Wassenaar, comprised of most industrialized arms exporters with the notable exception of China, aims to facilitate the coordination of members' national export control policies, promote transparency in the export of conventional weapons and dual-use equipment and prevent their destabilizing accumulation. Members are expected to provide information semi-annually on exports to non-Wassenaar members of weapons and "sensitive" dual-use goods that appear on the regime's two control lists: the Munitions List and the Dual-Use Goods and Technologies List, which is divided into basic and sensitive tiers. Denials of "basic" dual-use goods are also to be reported semi-annually, while denials of "very sensitive" dual-use goods and approvals of transactions that were previously denied by another Wassenaar member within the preceding three years are to be notified to the Secretariat within 60 days.
Unlike its Cold War predecessor, the Coordinating Committee for Multilateral Export Controls (COCOM), Wassenaar members cannot veto exports by another member. While Wassenaar's mandate does not target specific states (as COCOM did), members have agreed to refrain from deals with states in areas of tension and heavily armed regions or those countries that generate concern among members.

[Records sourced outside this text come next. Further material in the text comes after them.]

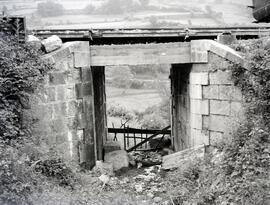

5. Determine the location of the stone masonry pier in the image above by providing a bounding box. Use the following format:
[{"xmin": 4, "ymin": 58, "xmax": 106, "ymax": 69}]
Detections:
[{"xmin": 24, "ymin": 40, "xmax": 244, "ymax": 168}]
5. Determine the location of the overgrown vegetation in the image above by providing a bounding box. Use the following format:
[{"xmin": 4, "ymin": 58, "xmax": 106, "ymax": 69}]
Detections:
[
  {"xmin": 0, "ymin": 19, "xmax": 77, "ymax": 205},
  {"xmin": 167, "ymin": 39, "xmax": 270, "ymax": 205},
  {"xmin": 37, "ymin": 0, "xmax": 64, "ymax": 17}
]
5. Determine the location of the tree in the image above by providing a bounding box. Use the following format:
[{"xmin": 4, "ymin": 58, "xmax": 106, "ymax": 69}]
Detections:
[
  {"xmin": 2, "ymin": 5, "xmax": 8, "ymax": 16},
  {"xmin": 37, "ymin": 0, "xmax": 64, "ymax": 17}
]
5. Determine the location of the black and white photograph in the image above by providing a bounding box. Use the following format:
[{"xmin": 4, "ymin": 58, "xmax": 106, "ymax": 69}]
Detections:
[{"xmin": 0, "ymin": 0, "xmax": 270, "ymax": 205}]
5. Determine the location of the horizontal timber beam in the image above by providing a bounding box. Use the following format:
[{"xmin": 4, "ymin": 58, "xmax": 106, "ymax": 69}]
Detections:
[{"xmin": 90, "ymin": 42, "xmax": 191, "ymax": 66}]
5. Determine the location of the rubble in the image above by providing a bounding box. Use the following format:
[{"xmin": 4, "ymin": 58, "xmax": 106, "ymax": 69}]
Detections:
[
  {"xmin": 162, "ymin": 145, "xmax": 206, "ymax": 170},
  {"xmin": 104, "ymin": 150, "xmax": 129, "ymax": 171},
  {"xmin": 130, "ymin": 151, "xmax": 162, "ymax": 168},
  {"xmin": 26, "ymin": 35, "xmax": 42, "ymax": 50}
]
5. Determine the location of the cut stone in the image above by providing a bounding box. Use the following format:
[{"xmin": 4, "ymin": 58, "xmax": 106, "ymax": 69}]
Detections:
[
  {"xmin": 103, "ymin": 141, "xmax": 121, "ymax": 153},
  {"xmin": 41, "ymin": 35, "xmax": 63, "ymax": 53}
]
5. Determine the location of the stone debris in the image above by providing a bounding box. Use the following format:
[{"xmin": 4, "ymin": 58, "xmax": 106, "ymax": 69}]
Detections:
[
  {"xmin": 162, "ymin": 145, "xmax": 206, "ymax": 170},
  {"xmin": 104, "ymin": 150, "xmax": 129, "ymax": 171},
  {"xmin": 130, "ymin": 151, "xmax": 162, "ymax": 169},
  {"xmin": 92, "ymin": 161, "xmax": 114, "ymax": 176},
  {"xmin": 134, "ymin": 184, "xmax": 143, "ymax": 193},
  {"xmin": 26, "ymin": 35, "xmax": 42, "ymax": 50},
  {"xmin": 99, "ymin": 174, "xmax": 110, "ymax": 184},
  {"xmin": 41, "ymin": 35, "xmax": 63, "ymax": 53}
]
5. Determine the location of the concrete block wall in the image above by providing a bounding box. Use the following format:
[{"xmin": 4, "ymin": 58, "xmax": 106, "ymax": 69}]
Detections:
[
  {"xmin": 189, "ymin": 52, "xmax": 244, "ymax": 146},
  {"xmin": 24, "ymin": 42, "xmax": 95, "ymax": 167}
]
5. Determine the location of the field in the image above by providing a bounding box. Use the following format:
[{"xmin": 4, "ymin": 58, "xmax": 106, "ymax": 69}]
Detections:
[{"xmin": 0, "ymin": 0, "xmax": 258, "ymax": 29}]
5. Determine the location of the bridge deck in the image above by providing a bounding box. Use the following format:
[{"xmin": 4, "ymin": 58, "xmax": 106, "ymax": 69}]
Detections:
[{"xmin": 30, "ymin": 26, "xmax": 270, "ymax": 40}]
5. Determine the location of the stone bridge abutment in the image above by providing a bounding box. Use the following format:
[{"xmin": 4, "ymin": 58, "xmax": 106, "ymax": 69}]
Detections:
[{"xmin": 24, "ymin": 40, "xmax": 243, "ymax": 168}]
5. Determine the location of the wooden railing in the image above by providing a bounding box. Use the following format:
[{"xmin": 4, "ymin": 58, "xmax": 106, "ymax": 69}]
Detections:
[{"xmin": 108, "ymin": 126, "xmax": 171, "ymax": 152}]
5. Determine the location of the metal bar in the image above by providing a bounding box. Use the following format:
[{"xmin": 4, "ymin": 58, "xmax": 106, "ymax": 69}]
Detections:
[{"xmin": 127, "ymin": 125, "xmax": 171, "ymax": 152}]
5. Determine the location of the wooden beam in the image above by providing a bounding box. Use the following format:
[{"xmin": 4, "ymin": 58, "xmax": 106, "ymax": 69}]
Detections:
[
  {"xmin": 127, "ymin": 126, "xmax": 171, "ymax": 152},
  {"xmin": 90, "ymin": 42, "xmax": 191, "ymax": 66}
]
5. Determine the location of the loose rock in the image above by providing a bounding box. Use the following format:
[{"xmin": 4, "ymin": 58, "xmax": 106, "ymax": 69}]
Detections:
[{"xmin": 104, "ymin": 150, "xmax": 129, "ymax": 171}]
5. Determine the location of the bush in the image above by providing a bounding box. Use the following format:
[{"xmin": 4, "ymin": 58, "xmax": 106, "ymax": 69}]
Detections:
[
  {"xmin": 108, "ymin": 105, "xmax": 134, "ymax": 120},
  {"xmin": 0, "ymin": 19, "xmax": 58, "ymax": 205},
  {"xmin": 142, "ymin": 113, "xmax": 168, "ymax": 129},
  {"xmin": 37, "ymin": 1, "xmax": 64, "ymax": 17},
  {"xmin": 83, "ymin": 4, "xmax": 96, "ymax": 14}
]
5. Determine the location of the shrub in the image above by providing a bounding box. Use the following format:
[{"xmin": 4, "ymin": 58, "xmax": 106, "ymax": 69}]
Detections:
[
  {"xmin": 83, "ymin": 4, "xmax": 96, "ymax": 14},
  {"xmin": 142, "ymin": 113, "xmax": 168, "ymax": 129},
  {"xmin": 108, "ymin": 104, "xmax": 134, "ymax": 120},
  {"xmin": 37, "ymin": 1, "xmax": 64, "ymax": 17}
]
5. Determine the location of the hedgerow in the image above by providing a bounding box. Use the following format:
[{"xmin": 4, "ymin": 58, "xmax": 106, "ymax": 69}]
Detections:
[{"xmin": 0, "ymin": 19, "xmax": 70, "ymax": 205}]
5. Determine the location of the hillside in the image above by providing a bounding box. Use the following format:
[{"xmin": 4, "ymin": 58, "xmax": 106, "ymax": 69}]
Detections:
[{"xmin": 0, "ymin": 0, "xmax": 253, "ymax": 29}]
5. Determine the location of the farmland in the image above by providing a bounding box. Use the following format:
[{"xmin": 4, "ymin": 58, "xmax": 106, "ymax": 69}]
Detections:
[{"xmin": 0, "ymin": 0, "xmax": 258, "ymax": 29}]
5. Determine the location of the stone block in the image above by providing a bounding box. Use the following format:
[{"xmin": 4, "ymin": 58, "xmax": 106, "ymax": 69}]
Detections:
[
  {"xmin": 202, "ymin": 115, "xmax": 209, "ymax": 130},
  {"xmin": 51, "ymin": 47, "xmax": 72, "ymax": 62},
  {"xmin": 76, "ymin": 129, "xmax": 84, "ymax": 141},
  {"xmin": 49, "ymin": 72, "xmax": 66, "ymax": 85},
  {"xmin": 47, "ymin": 87, "xmax": 56, "ymax": 102},
  {"xmin": 192, "ymin": 63, "xmax": 209, "ymax": 73},
  {"xmin": 56, "ymin": 132, "xmax": 68, "ymax": 144},
  {"xmin": 74, "ymin": 52, "xmax": 91, "ymax": 68},
  {"xmin": 210, "ymin": 100, "xmax": 231, "ymax": 116},
  {"xmin": 49, "ymin": 118, "xmax": 67, "ymax": 133},
  {"xmin": 41, "ymin": 35, "xmax": 63, "ymax": 53},
  {"xmin": 189, "ymin": 72, "xmax": 208, "ymax": 85},
  {"xmin": 65, "ymin": 85, "xmax": 76, "ymax": 100},
  {"xmin": 210, "ymin": 131, "xmax": 223, "ymax": 146},
  {"xmin": 209, "ymin": 115, "xmax": 231, "ymax": 132},
  {"xmin": 104, "ymin": 150, "xmax": 129, "ymax": 171},
  {"xmin": 209, "ymin": 70, "xmax": 232, "ymax": 85},
  {"xmin": 190, "ymin": 114, "xmax": 202, "ymax": 130},
  {"xmin": 202, "ymin": 85, "xmax": 219, "ymax": 99},
  {"xmin": 190, "ymin": 40, "xmax": 210, "ymax": 63},
  {"xmin": 162, "ymin": 145, "xmax": 206, "ymax": 170},
  {"xmin": 75, "ymin": 82, "xmax": 93, "ymax": 98},
  {"xmin": 81, "ymin": 68, "xmax": 92, "ymax": 82},
  {"xmin": 53, "ymin": 102, "xmax": 68, "ymax": 118},
  {"xmin": 231, "ymin": 86, "xmax": 243, "ymax": 101},
  {"xmin": 67, "ymin": 69, "xmax": 82, "ymax": 83},
  {"xmin": 63, "ymin": 41, "xmax": 90, "ymax": 52},
  {"xmin": 190, "ymin": 99, "xmax": 209, "ymax": 115},
  {"xmin": 56, "ymin": 85, "xmax": 66, "ymax": 101},
  {"xmin": 67, "ymin": 100, "xmax": 83, "ymax": 116},
  {"xmin": 218, "ymin": 85, "xmax": 232, "ymax": 100},
  {"xmin": 190, "ymin": 129, "xmax": 209, "ymax": 146},
  {"xmin": 230, "ymin": 102, "xmax": 245, "ymax": 122},
  {"xmin": 190, "ymin": 85, "xmax": 202, "ymax": 99}
]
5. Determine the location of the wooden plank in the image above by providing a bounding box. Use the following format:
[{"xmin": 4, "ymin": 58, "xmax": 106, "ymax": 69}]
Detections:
[
  {"xmin": 90, "ymin": 42, "xmax": 191, "ymax": 66},
  {"xmin": 127, "ymin": 126, "xmax": 171, "ymax": 152},
  {"xmin": 108, "ymin": 128, "xmax": 171, "ymax": 135}
]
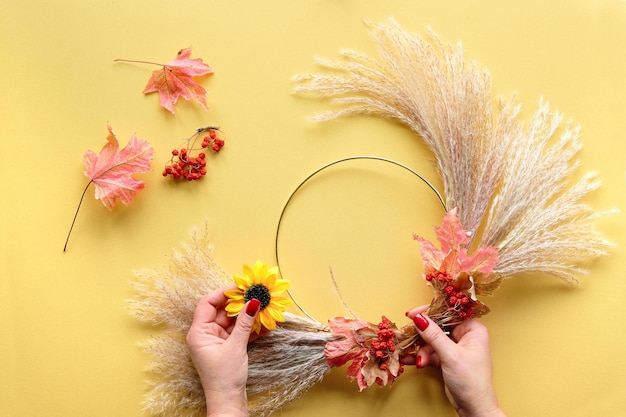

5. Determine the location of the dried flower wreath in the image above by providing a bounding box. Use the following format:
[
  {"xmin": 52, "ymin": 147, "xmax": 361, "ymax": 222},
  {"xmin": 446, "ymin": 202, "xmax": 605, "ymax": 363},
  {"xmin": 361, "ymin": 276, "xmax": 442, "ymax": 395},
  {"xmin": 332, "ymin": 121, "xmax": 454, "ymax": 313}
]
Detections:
[{"xmin": 131, "ymin": 20, "xmax": 611, "ymax": 416}]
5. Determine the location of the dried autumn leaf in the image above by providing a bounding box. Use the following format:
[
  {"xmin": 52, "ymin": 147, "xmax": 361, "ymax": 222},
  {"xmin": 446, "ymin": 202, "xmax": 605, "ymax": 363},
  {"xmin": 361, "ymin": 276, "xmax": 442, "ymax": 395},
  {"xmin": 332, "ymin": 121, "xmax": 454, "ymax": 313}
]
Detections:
[
  {"xmin": 116, "ymin": 47, "xmax": 213, "ymax": 114},
  {"xmin": 63, "ymin": 124, "xmax": 154, "ymax": 251}
]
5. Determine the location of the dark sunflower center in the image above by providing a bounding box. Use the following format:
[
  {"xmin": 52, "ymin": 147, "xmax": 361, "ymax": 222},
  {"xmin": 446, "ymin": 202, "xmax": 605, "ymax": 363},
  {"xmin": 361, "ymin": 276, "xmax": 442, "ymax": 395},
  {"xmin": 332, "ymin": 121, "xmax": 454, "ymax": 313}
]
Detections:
[{"xmin": 243, "ymin": 284, "xmax": 272, "ymax": 310}]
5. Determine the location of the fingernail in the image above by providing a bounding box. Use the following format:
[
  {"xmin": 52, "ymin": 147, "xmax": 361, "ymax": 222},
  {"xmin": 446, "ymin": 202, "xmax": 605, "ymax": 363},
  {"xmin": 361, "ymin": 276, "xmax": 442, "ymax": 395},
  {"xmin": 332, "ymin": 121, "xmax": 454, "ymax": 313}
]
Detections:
[
  {"xmin": 246, "ymin": 298, "xmax": 261, "ymax": 317},
  {"xmin": 413, "ymin": 314, "xmax": 429, "ymax": 332}
]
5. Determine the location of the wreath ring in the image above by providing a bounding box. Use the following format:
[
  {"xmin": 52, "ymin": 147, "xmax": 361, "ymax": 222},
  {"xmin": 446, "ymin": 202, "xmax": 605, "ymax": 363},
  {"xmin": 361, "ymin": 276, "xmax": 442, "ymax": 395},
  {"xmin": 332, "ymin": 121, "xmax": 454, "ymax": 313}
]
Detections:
[
  {"xmin": 274, "ymin": 155, "xmax": 448, "ymax": 320},
  {"xmin": 131, "ymin": 19, "xmax": 613, "ymax": 417}
]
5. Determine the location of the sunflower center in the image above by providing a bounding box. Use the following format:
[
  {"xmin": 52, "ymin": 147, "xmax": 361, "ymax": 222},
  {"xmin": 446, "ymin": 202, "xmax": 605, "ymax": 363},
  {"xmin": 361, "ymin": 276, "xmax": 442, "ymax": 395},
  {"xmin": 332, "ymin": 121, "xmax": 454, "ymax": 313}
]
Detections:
[{"xmin": 243, "ymin": 284, "xmax": 272, "ymax": 310}]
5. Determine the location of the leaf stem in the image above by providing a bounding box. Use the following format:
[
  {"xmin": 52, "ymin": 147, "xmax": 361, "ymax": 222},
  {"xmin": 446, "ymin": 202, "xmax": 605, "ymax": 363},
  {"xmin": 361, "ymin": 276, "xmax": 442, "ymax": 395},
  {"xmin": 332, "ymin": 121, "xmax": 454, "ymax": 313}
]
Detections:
[
  {"xmin": 63, "ymin": 180, "xmax": 93, "ymax": 252},
  {"xmin": 113, "ymin": 58, "xmax": 166, "ymax": 67}
]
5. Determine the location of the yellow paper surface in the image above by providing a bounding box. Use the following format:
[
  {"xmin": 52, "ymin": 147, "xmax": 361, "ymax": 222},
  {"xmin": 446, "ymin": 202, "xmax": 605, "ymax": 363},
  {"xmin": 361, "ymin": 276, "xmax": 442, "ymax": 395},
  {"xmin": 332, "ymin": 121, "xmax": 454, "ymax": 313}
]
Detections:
[{"xmin": 0, "ymin": 0, "xmax": 626, "ymax": 417}]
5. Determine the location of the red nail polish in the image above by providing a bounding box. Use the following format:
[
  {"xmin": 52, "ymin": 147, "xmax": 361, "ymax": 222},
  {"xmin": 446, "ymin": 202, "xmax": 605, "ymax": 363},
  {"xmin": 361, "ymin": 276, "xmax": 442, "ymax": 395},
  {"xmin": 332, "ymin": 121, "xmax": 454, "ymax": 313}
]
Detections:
[
  {"xmin": 413, "ymin": 314, "xmax": 429, "ymax": 332},
  {"xmin": 246, "ymin": 298, "xmax": 261, "ymax": 317}
]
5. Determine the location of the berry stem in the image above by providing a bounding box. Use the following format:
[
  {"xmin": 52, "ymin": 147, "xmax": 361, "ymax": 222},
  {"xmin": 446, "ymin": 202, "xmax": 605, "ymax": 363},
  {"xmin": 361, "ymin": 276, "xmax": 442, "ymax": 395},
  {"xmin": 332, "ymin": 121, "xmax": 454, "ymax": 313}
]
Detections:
[{"xmin": 63, "ymin": 180, "xmax": 93, "ymax": 252}]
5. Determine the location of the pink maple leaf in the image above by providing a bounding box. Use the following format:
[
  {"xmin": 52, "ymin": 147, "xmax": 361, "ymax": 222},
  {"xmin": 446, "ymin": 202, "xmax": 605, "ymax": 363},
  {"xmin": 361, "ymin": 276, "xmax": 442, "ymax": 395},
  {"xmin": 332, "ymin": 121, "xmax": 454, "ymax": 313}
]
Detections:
[
  {"xmin": 116, "ymin": 47, "xmax": 213, "ymax": 114},
  {"xmin": 63, "ymin": 124, "xmax": 154, "ymax": 251}
]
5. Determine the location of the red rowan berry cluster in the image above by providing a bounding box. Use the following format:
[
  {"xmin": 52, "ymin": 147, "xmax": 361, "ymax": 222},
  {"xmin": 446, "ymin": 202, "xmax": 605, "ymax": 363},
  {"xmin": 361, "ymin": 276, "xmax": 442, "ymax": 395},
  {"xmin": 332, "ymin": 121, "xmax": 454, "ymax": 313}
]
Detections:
[
  {"xmin": 425, "ymin": 270, "xmax": 474, "ymax": 321},
  {"xmin": 444, "ymin": 285, "xmax": 474, "ymax": 320},
  {"xmin": 163, "ymin": 126, "xmax": 224, "ymax": 181},
  {"xmin": 370, "ymin": 316, "xmax": 402, "ymax": 372}
]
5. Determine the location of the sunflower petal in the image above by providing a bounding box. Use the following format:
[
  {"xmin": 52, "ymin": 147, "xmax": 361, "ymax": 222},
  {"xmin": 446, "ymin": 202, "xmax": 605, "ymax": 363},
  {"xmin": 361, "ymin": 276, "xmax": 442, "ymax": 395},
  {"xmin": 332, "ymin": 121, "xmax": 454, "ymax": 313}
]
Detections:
[
  {"xmin": 259, "ymin": 308, "xmax": 276, "ymax": 330},
  {"xmin": 268, "ymin": 279, "xmax": 291, "ymax": 294}
]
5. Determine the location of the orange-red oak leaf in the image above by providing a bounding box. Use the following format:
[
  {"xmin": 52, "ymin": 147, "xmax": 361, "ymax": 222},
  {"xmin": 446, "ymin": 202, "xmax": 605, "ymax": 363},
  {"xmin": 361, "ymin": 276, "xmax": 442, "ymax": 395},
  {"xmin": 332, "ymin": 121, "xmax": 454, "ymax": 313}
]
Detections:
[
  {"xmin": 63, "ymin": 124, "xmax": 154, "ymax": 251},
  {"xmin": 143, "ymin": 47, "xmax": 213, "ymax": 114},
  {"xmin": 83, "ymin": 124, "xmax": 154, "ymax": 210}
]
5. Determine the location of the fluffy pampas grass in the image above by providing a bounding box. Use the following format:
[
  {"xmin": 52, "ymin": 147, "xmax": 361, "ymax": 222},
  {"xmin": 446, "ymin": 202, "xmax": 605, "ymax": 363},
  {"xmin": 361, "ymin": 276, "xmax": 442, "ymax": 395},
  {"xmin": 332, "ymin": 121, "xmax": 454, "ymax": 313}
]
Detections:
[
  {"xmin": 130, "ymin": 20, "xmax": 610, "ymax": 417},
  {"xmin": 295, "ymin": 20, "xmax": 611, "ymax": 282},
  {"xmin": 129, "ymin": 230, "xmax": 335, "ymax": 417}
]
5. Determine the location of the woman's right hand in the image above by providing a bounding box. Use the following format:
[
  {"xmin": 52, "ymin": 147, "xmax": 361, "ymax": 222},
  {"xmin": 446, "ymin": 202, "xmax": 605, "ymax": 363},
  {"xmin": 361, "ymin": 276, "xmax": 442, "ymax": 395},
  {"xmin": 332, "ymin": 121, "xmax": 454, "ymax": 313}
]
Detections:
[{"xmin": 407, "ymin": 307, "xmax": 505, "ymax": 417}]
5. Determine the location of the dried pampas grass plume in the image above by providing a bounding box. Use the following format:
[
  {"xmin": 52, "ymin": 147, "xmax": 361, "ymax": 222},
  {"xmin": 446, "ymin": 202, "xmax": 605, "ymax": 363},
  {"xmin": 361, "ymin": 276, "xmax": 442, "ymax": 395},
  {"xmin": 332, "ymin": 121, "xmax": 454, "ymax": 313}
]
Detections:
[
  {"xmin": 295, "ymin": 19, "xmax": 612, "ymax": 282},
  {"xmin": 130, "ymin": 20, "xmax": 611, "ymax": 417},
  {"xmin": 129, "ymin": 229, "xmax": 335, "ymax": 417}
]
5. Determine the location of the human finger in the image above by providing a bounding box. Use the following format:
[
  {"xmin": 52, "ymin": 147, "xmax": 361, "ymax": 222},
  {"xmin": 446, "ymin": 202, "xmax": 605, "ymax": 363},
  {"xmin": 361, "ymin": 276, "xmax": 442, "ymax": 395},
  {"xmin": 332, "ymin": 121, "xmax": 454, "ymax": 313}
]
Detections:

At the plenary, members reaffirmed earlier decisions not to export to any recipient in Afghanistan and to "exercise maximum restraint" in the Great Lakes region of Central Africa. The plenary's sole public statement warned of "potentially destabilizing accumulations of armaments in certain regions," but did not identify any region by name. According to a U.S. official involved with Wassenaar matters, a confidential summary report also called on members to complete their information submissions, indicating that full participation remains a problem.
At Vienna, the United States and Britain proposed additional reporting categories for the regime's Munitions List beyond the current seven (tanks, armored combat vehicles, artillery, combat aircraft, attack helicopters, warships and missile systems) to include power-projection equipment such as transport helicopters and aerial refueling vehicles, but France and Russia blocked this initiative, arguing that the current reporting categories are adequate. Another U.S. official familiar with the plenary meeting indicated that Russia claimed the proposal was designed to deny markets to Moscow and limit its exports.
Members also discussed the creation of a so-called correspondence list that would increase reporting requirements for items appearing on the Munitions List (which now fall outside the seven reporting categories), but are similar to goods on the Dual-Use List and must be reported if exported. For example, night vision equipment on the Dual-Use List exported for a civilian end-user must be reported, while similar night vision equipment on the Munitions List sent to a military end-user does not. Exporters of primarily dual-use goods, such as Japan and Switzerland, pushed for the correspondence list as a means to redress this imbalance, but the initiative failed as some members refused to accept new reporting obligations.
After more than a year of operation, Wassenaar members remain divided over how intrusive the arrangement should be. Some members, particularly France and Russia, do not want Wassenaar to evolve beyond the current information exchanges, while the United States and others have advocated developing a stronger regime that relies on more than solely national discretion to control exports. However, French insistence to wait until the regime's first review conference, scheduled for 1999, to assess Wassenaar's operation will likely stymie any changes in the near future.
Perhaps reflective of the gap between members, the plenary closed without appointing a permanent head of the Secretariat, which has been led by an acting head since Wassenaar became operational in November 1996.